Анна вернулась чуть не с последними словами своей матери и непроизвольно сделала движение ко мне от неожиданности. Она похоже не ожидала моего столь скорого приезда.
Некоторая натянутость быстро прошла и за ужином была уже даже какая-то почти родственная обстановка.
Я в какой-то подходящий момент попросил у Евдокии Семеновны руки её дочери и естественно получил её согласия. Она кстати в первый момент даже растерялась, я так понял что это мне делать было совершенно не обязательно.
Но мне надо её очень расположить к себе.
Я успел обсудить с Анной очень скользкий вопрос долгов братьев и она сама предложила попросить свою матушку этим заняться этим.
Оказывается её покойный родитель был заядлым картежником и частенько попадал в неприятные ситуации из-за этого и только искусство жены вести переговоры спасало его.
Девочку Анна решила забирать с собой, и отправилась укладывать её пораньше спать перед завтрешней ранней дорогой.
А я остался с Евдокией Семеновной допивать вечерний чай.
Уходя, Анна внимательно посмотрела на меня и кивнула с сторону своей матушки, как бы говоря что сейчас хороший момент для разговора на скользскую тему долгов братьев.
Евдокия Семеновна внимательно выслушала меня и спросила:
— У вас есть список долгов ваших братьев?
— Конечно, — я достал лист бумаги исписанный в двух сторон. На одной долги Петра, на другой Василия.
— Давайте сначала посмотрим долги того кто жив, — предложила ЕВдокия Семеновна и углубилась в изучение списка.
Внимательно просмотрев его, она перевернула его и мельком ознакомилась с долгами Петра.
— Когда вы начнете платить, то ожидайте появления новых кредиторов и некоторые реально будут долги ваших братьев. Так что ваши сумма, — она показала на общий итог, — увеличится примерно процентов на двадцать. Вы готовы платить такие деньги.
— Если бы яне был готов, то не начал бы этого разговора.
— Полагаю, что идея Анны попросить моей помощи? Она была уже большая и наверное помнит некоторые пикантные истории своего батюшки.
— Да, — честно ответил я.
— Я вам помогу. Анна совершенно права, в вашем списке есть фамилии совершенных мерзавцев у которых занимать безумие. Есть такие, кто теперь примет долг только унизив своего должника и я согласна с Анной что вам это ни к чему, а расплатиться надо обязательно. До них вероятно еще не дошли слухи о вашем возвращении иначе вас уже начали бы поливать грязью. Но это вопрос времени.

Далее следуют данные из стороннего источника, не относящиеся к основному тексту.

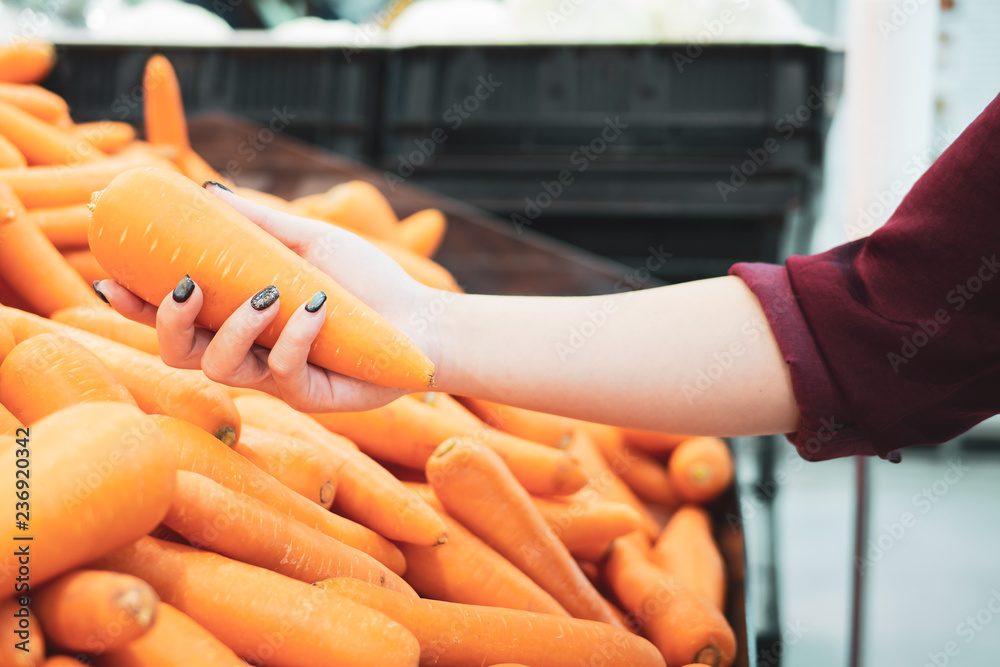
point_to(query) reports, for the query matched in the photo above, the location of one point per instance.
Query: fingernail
(216, 184)
(100, 294)
(316, 302)
(264, 298)
(184, 289)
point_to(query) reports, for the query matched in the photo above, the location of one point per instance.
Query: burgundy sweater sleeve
(894, 340)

Евдокия Семеновна еще раз внимательно посмотрела список долгов.
— Мне не составит труда быстро договориться абсолютно со всеми этими господами,даже с откровенными мерзавцами на мой взгляд. И вы знаете, Александр Георгиевич, в вашем списке есть по меньшей мере двое, кто способен на подлость в отношении своего должника, о которой вы подумали.
От слов Евдокии Семеновны у меня все похолодело внутри.
— Вас предупредили о возможной поездке на Кавказ следующей весной?
Я молча кивнул.
— Вы с большой долей вероятности встретите там их, или кого-то одного. Перед поездкой, если она все таки состоится, я вам точно назову его фамилию, если конечно это правда.